American liberals were allies to India's independence movement. And John K. Galbraith, the economist, used to be the American ambassador to India; he is still beloved here. So, at one level, it's no surprise that a column titled "McCain vs Obama: Who's better for India" would come down plumb in favor of Obama. But the thing is ... with Indian-Americans being the wealthiest minority in the US, the group tends Republican and that has been seeping into the home country's media as well. Plus, the Bush administration has actually been good for India, not getting in the way of the offshoring boom, proposing a nuclear deal and accepting India's views of Islamic terrorism. So, it should really have been a toss up with good arguments for both candidates.

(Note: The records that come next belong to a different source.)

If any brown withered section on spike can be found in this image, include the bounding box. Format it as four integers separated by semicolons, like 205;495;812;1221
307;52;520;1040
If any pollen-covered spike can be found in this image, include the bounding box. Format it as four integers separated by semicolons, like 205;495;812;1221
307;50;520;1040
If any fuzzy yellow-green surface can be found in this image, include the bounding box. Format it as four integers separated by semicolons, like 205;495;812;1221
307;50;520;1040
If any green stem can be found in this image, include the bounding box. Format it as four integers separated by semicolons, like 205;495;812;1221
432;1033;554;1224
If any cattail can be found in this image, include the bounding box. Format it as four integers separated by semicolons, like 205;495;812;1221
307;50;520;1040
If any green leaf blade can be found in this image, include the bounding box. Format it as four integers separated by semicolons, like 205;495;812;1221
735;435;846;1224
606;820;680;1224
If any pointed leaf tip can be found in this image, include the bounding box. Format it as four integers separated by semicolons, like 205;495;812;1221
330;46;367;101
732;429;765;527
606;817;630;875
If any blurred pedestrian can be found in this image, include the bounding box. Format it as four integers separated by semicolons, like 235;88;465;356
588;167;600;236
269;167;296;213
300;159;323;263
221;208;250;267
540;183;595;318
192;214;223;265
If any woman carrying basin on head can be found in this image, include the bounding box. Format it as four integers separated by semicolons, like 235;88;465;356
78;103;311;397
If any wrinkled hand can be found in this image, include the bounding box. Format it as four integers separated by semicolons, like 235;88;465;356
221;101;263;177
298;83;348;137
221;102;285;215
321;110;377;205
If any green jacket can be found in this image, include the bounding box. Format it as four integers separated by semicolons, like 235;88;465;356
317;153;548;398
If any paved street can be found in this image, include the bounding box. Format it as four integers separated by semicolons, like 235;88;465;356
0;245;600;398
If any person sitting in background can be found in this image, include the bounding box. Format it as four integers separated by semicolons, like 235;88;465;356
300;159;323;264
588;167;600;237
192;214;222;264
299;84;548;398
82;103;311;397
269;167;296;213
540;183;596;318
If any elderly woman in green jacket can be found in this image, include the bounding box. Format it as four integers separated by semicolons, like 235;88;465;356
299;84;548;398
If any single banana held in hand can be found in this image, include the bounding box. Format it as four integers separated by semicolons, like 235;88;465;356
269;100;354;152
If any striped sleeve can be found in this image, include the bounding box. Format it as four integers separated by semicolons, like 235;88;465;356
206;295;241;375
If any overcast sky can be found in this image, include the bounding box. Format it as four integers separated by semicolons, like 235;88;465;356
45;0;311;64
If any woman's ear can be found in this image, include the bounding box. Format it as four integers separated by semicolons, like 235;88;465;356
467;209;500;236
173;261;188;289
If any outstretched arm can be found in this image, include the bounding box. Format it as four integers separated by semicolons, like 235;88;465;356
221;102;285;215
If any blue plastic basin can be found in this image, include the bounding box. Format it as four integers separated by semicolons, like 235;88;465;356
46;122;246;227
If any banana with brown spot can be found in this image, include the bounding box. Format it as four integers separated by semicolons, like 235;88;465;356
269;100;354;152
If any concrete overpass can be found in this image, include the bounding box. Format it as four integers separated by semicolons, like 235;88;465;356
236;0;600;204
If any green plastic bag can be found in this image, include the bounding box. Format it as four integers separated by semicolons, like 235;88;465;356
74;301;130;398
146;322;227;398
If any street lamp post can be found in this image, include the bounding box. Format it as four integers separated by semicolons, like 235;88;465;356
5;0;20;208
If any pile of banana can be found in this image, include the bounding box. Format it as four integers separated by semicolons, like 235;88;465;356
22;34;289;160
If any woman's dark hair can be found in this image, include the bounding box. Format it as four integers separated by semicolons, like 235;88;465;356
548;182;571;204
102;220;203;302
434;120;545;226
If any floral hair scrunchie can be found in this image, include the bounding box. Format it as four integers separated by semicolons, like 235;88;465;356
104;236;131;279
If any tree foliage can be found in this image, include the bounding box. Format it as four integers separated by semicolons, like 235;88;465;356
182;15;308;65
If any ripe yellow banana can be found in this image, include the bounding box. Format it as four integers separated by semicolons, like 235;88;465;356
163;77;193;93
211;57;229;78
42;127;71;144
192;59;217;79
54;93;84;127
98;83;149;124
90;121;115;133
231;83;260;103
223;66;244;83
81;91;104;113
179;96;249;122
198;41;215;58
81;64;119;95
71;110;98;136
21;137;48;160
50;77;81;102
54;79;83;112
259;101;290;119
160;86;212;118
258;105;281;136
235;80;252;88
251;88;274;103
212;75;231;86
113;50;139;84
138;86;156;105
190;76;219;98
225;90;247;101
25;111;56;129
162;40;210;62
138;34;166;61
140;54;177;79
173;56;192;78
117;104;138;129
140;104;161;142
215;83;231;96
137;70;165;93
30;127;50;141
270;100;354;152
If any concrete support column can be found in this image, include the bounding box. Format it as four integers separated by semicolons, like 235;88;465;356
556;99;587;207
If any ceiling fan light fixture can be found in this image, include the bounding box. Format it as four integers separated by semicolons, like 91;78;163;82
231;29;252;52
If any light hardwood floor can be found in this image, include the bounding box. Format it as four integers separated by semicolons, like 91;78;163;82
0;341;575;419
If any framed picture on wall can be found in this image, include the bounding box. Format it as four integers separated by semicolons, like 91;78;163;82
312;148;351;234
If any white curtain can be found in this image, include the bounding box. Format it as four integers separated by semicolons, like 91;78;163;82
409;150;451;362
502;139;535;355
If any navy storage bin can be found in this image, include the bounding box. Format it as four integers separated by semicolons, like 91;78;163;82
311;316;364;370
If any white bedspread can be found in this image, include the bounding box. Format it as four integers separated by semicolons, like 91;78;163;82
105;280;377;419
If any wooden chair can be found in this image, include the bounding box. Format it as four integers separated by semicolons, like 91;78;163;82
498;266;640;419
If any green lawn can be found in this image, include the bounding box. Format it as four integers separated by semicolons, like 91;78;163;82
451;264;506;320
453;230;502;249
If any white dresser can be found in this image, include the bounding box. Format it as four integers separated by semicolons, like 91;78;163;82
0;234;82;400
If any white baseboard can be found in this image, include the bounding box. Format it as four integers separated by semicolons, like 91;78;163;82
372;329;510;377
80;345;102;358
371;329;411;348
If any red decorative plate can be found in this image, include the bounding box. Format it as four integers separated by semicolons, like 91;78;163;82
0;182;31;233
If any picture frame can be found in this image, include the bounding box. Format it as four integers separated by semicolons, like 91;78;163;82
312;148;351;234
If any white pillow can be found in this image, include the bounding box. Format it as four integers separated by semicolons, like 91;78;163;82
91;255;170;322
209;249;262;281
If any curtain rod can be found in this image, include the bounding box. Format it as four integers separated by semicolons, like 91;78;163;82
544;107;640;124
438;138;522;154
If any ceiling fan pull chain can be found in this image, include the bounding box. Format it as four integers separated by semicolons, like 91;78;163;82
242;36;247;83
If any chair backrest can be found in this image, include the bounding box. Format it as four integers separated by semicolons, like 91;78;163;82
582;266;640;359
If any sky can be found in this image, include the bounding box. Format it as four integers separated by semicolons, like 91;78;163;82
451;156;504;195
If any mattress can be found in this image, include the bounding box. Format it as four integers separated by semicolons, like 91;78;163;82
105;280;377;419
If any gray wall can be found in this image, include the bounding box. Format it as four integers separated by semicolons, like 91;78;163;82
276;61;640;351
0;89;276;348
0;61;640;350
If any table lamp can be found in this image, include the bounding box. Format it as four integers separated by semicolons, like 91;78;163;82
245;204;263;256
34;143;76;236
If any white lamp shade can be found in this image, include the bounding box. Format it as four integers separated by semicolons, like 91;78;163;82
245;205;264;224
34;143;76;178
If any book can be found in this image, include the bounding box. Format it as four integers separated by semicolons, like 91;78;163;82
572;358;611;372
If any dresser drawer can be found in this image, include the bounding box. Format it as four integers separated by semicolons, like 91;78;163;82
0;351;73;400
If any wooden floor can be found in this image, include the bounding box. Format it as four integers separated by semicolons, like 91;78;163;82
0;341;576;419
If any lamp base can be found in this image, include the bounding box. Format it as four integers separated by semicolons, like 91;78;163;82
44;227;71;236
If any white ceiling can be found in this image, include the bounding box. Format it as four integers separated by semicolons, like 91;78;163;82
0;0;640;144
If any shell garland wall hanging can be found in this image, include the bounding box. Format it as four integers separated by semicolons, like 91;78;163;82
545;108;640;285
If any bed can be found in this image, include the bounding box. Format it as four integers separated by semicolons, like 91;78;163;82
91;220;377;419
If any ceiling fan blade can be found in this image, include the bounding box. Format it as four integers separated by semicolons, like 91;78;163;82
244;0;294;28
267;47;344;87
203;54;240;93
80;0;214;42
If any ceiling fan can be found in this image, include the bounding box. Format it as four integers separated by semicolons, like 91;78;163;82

However, the author is clearly taken with Obama's personal knowledge of the region (as opposed to McCain's knowledge of the subcontinent only through official visits):
But here's a trivial observation that suggests why Obama, because of his eclectic and unusual upbringing, may be different: He's the only American leader who has been heard to pronounce Gandhi and Pakistan correctly — just like it's pronounced in the subcontinent (Gaan-dhi, not Gain-dee; Paak-isthaan, not Pack-is-tan). In other conversations, Obama has also referred to Indian success in technology fields, and drawn comparisons between his father (who came to the US "without money, but with a student visa and a determination to succeed") and the experiences of Indian immigrants.

Such empathy and "connection" to immigrants from the subcontinent is only one part of Obama's plural multi-ethnic background and wide-ranging eclectic education (American, African, even part-Asian) that makes him arguably the most unusual and exciting presidential candidate in US history — more universalist than American.
Meanwhile, the case for McCain is more cerebral and less from the heart:
Conventional wisdom in Indian circles is that a McCain win will result in a broad continuation of Bush administration policies, including a possible revival of the US-India nuclear deal in the event of a favourable political alignment and atmosphere after the general elections.
and in the all-important (to India) issue of Islamic terrorism, McCain would be unreliable, whereas Obama may do the right thing:
Despite his abiding friendship with Pakistanis from his collegiate days, Obama appears to view a military-dominated Pakistan and the fundamentalist monarchy in Saudi Arabia with deep distrust (his Karachi visit happened during the Zia years). McCain, on the other hand, is the author of the long-running Republican coziness with the fundamentalists and militarists in Riyadh and Islamabad respectively, dispensations that India too has reservations about.